When 16-year-old Swedish environmental activist Greta Thunberg burst onto the global scene a few months ago, people underestimated the power this young girl would have to raise awareness and rally the world around climate change. Today, she has become a fearless advocate, boldly speaking out and holding politicians to account for their lack of action on the climate crisis. We need more Gretas.
And they’re out there.
We’re proud to introduce 30 young changemakers who make up the 2019 cohort of the Internet Society’s IGF Youth Ambassadors Program. The group is made up of 15 women and 15 men from 21 countries. This cadre of young leaders are working on many of the pressing issues affecting the Internet globally.
In November, they’ll bring their drive for change to Berlin, Germany, to take part in the Internet Governance Forum (IGF). This is an annual multistakeholder forum for inclusive policy dialogue on shared principles, procedures, and programs that shape the evolution and use of the Internet. Although not an official decision-making body, the IGF remains an important forum. Many of the world’s experts in and advocates for the Internet gather there for discussion, networking, research sharing, and best practices from around the world.
Since 2007, the Internet Society has supported nearly 400 young professionals under its two programs, the IGF Ambassadors and the Youth@IGF Fellows. This year, under the IGF Youth Ambassadors program, we are training and empowering 30 young adults, aged 18 through 30. An initial group of 150 selected applicants took a 4-week online course and were paired with dedicated expert moderators.
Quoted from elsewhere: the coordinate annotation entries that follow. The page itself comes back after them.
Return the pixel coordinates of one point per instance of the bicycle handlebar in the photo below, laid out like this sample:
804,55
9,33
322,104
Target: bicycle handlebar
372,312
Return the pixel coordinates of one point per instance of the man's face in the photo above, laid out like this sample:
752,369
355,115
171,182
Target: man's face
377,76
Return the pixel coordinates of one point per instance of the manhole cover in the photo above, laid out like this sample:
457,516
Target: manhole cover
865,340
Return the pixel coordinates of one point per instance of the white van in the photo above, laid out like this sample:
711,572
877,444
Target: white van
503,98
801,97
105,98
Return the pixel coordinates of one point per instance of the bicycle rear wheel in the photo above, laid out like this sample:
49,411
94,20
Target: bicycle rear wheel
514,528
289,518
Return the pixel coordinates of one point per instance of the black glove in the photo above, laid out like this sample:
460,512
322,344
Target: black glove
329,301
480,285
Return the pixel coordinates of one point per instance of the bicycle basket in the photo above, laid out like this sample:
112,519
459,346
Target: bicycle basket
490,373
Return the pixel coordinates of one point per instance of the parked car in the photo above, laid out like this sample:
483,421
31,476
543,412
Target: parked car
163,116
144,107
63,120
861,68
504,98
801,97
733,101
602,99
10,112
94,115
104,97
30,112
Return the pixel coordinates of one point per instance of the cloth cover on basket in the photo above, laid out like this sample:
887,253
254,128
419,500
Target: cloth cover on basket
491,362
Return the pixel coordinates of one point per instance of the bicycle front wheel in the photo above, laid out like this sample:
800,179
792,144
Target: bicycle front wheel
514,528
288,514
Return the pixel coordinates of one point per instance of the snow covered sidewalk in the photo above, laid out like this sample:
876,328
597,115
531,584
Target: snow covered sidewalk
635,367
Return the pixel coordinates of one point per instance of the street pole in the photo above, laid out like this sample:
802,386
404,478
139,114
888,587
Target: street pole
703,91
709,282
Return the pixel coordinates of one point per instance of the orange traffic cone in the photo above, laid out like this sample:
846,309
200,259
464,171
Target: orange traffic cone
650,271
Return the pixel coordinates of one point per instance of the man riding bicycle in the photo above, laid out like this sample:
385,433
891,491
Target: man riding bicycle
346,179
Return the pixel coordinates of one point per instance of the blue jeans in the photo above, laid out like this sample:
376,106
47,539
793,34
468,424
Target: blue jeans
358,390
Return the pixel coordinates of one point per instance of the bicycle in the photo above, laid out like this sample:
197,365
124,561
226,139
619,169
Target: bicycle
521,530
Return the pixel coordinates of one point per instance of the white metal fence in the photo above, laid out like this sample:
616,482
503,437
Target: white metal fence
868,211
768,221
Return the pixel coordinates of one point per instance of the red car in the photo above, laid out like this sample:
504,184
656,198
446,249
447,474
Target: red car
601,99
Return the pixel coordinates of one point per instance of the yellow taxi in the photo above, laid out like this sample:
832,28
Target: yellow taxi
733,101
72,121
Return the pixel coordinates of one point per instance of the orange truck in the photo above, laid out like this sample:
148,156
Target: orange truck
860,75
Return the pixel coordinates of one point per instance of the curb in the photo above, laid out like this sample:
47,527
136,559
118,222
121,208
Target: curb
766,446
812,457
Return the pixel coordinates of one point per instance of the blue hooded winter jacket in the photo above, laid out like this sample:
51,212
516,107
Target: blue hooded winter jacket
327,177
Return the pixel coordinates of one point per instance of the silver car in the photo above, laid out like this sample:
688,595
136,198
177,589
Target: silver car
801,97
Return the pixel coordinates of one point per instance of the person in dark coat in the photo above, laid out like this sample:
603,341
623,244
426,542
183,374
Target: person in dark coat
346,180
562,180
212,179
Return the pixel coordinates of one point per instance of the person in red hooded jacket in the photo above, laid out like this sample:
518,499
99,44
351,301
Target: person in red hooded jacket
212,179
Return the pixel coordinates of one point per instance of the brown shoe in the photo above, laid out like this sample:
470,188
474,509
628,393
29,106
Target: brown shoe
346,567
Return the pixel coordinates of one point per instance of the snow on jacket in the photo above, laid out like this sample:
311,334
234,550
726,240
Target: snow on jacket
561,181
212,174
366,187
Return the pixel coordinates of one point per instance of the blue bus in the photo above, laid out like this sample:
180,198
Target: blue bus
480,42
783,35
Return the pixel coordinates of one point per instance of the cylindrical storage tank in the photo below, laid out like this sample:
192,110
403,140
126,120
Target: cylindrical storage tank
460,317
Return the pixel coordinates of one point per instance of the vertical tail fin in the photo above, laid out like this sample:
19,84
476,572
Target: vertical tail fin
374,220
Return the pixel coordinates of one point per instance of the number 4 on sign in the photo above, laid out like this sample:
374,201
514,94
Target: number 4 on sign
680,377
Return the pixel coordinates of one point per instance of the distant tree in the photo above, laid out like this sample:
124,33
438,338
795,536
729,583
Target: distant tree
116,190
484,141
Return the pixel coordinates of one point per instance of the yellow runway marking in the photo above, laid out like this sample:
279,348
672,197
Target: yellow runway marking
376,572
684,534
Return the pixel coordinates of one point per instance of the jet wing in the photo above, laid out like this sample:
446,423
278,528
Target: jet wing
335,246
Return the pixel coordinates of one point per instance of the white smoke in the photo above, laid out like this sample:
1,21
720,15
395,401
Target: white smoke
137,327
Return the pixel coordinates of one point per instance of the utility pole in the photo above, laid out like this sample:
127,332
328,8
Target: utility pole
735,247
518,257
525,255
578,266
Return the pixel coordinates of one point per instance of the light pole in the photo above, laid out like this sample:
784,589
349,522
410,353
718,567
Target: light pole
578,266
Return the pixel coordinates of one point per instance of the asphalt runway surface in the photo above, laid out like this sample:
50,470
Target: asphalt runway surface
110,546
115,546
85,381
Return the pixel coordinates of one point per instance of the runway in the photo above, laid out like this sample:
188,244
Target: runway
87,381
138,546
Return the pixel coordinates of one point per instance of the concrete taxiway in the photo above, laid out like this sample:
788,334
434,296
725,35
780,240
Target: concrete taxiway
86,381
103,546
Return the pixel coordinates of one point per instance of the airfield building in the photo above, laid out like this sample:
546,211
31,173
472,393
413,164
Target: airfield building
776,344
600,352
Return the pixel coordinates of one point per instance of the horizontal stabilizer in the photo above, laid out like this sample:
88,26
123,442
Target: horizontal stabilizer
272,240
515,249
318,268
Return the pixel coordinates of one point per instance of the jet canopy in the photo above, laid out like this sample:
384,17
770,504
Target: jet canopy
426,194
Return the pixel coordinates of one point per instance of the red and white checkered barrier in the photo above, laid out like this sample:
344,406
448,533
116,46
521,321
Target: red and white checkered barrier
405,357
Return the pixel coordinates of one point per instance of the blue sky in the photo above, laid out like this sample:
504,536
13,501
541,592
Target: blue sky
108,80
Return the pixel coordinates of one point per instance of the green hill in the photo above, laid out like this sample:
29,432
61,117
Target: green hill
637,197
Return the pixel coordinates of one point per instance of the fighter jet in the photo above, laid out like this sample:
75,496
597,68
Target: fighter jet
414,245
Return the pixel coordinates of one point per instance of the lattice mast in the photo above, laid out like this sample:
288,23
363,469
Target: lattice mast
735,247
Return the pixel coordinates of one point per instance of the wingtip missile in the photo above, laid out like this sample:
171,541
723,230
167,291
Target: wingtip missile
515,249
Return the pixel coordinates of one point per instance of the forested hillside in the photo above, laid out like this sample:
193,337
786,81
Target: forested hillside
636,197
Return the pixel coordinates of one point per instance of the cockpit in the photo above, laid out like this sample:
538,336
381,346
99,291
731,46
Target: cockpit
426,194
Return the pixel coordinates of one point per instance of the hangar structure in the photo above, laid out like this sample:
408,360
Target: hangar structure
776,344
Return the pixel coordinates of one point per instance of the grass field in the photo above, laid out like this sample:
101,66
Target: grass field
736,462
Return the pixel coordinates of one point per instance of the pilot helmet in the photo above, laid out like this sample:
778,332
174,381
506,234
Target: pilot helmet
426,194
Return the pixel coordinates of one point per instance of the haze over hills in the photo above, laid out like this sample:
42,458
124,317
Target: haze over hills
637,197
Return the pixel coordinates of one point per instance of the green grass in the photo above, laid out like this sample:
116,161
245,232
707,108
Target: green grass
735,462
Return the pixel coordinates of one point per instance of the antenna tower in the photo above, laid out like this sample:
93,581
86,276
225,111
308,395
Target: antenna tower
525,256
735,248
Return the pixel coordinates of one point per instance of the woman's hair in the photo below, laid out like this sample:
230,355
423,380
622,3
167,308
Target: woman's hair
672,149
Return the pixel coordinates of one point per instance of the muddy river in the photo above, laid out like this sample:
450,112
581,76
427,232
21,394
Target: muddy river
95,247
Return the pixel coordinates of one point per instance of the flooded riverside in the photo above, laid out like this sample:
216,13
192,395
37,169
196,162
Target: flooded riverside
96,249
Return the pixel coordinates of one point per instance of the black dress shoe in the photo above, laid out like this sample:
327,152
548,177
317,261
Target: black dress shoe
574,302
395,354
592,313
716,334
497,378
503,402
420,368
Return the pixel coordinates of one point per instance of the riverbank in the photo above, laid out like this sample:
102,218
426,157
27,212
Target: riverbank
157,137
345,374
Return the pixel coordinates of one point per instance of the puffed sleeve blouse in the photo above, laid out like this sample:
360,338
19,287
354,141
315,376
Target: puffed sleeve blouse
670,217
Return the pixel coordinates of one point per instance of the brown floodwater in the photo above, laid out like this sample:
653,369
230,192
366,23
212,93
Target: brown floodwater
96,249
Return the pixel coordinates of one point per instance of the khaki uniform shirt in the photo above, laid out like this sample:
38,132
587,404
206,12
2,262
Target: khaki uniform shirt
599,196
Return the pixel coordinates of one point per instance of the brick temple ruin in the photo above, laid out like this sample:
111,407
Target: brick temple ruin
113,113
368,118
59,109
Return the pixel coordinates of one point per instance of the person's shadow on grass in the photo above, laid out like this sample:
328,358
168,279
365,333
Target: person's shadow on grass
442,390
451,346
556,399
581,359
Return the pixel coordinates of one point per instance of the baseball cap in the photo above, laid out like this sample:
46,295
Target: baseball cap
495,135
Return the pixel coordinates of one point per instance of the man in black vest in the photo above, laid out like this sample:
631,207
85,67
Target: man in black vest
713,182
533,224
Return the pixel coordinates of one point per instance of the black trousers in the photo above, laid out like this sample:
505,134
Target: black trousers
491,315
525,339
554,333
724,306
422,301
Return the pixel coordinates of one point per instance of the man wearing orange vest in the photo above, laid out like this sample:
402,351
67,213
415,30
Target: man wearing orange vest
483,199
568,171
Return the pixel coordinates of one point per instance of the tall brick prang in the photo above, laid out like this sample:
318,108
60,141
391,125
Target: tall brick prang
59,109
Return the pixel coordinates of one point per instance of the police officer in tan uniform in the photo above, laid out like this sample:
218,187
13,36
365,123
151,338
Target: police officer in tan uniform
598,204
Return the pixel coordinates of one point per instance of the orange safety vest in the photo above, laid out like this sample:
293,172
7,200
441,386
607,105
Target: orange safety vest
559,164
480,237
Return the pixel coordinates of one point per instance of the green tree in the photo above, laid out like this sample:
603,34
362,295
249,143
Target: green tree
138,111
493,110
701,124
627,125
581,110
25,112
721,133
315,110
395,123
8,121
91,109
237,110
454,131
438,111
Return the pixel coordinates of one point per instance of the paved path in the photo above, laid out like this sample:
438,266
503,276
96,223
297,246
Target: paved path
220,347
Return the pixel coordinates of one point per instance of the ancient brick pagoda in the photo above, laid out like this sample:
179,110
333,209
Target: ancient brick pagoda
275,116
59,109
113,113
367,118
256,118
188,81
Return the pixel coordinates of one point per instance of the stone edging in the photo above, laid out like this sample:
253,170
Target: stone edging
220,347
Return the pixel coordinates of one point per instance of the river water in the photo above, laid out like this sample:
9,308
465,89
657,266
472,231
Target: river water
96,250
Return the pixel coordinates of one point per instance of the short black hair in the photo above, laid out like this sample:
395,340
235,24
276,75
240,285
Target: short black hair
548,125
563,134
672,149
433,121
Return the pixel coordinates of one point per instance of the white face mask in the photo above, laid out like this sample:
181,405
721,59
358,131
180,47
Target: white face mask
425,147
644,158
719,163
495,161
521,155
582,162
The top 50 students proceed to the next phase, where they write a paper on an existing or emerging area in Internet Governance, drawing on what they’ve learned in the course. The authors of the best papers become our 30 IGF Youth Ambassadors.
We have no doubt these young leaders will inspire others across a range of disciplines to reinforce the sustainability, security, stability, and development of the Internet.
Many of our Ambassadors have already led some impressive initiatives, including:
- Mohammad Atif Aleem, an Indian ICT analyst at a multinational firm, founded a start-up to empower women farmers through agritech, and co-founded an online platform for medical diagnostic tests through a mobile app.
- Fernanda González, a software developer from Guatemala, won the first blockchain hackathon in Central America with a protocol to integrate rural students to the global economy. She is currently working on a social enterprise to help rural areas connect to the Internet and help researchers and communities gather data on water quality.
- John Madayese, a management consultant from Nigeria, has worked on policy development and founded a pan-African non-profit platform that offers personal and career development for African youth through various symposia.
We hope that some of our IGF Youth Ambassadors will raise their voices on the global stage and become change-makers – whether by championing policies in their home countries or influencing global debates to spread the benefits of the Internet.